Polish government says no to liberalised market
New Poland Gambling Act to include a state monopoly for online casino and IP and payments blocking

The Polish government yesterday ruled out the introduction of a liberalised online gambling framework, instead passing measures to clamp down on unlicensed operators and introduce an online casino monopoly.
The draft bill of amendments to the country’s Gambling Act, which has now been sent to the European Commission for review, will see the introduction of IP and payments blocking and keeps in place the 12% turnover tax on sports betting.
The monopoly for online casino will be operated by Totalizator Sportowy (Polish State Lottery), which earlier this week saw its Lotto product become the title sponsor of Poland’s top-tier football league, Ekstraklasa.
The amendments come despite repeated calls from vice-Prime Minister Jaros??aw Gowin to change the turnover-based levy in favour of a 20% tax on revenues and adopt an online framework similar to that seen in Denmark.
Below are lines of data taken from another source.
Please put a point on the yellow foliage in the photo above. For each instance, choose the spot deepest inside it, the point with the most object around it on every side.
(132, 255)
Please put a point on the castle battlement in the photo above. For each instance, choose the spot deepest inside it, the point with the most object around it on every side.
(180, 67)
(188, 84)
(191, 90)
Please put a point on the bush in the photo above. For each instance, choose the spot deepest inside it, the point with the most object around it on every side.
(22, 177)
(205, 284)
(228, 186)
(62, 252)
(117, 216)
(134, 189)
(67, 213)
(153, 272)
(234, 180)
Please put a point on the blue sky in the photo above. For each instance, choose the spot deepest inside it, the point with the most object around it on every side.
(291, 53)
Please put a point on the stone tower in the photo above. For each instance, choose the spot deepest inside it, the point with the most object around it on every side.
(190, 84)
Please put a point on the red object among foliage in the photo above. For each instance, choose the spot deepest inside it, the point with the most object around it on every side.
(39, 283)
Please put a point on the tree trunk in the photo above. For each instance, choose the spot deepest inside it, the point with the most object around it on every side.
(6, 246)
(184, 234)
There are currently seven-licensed bookmakers operating in Poland, including STS, Totolotek and Fortuna, with unlicensed operators estimated to account for approximately 90% of the market.
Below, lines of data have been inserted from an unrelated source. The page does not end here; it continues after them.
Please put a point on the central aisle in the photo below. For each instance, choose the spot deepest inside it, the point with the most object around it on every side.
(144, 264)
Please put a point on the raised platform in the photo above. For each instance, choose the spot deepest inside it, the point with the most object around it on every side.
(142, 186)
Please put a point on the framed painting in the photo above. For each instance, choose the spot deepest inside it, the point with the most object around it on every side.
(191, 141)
“Given the fact that the taxation rules haven’t changed, I don’t see big European operators applying for the online betting licences,” Michal Kopec, senior manager of business development at Better Collective, told EGR.
“They haven’t done so since 2009 and won’t do it now either,” Kopec added.
However, the introduction of more stringent measures to reduce the unlicensed market will be welcomed by the seven licensed operators. Speaking to EGR, Totolotek CEO Adam Lamentowicz described the amendments as “good news”.
Following a review by the European Commission, the bill is expected to come back to be voted on by the Polish parliament, currently controlled by the ruling Law and Justice Party, prior to January 2017 before becoming law.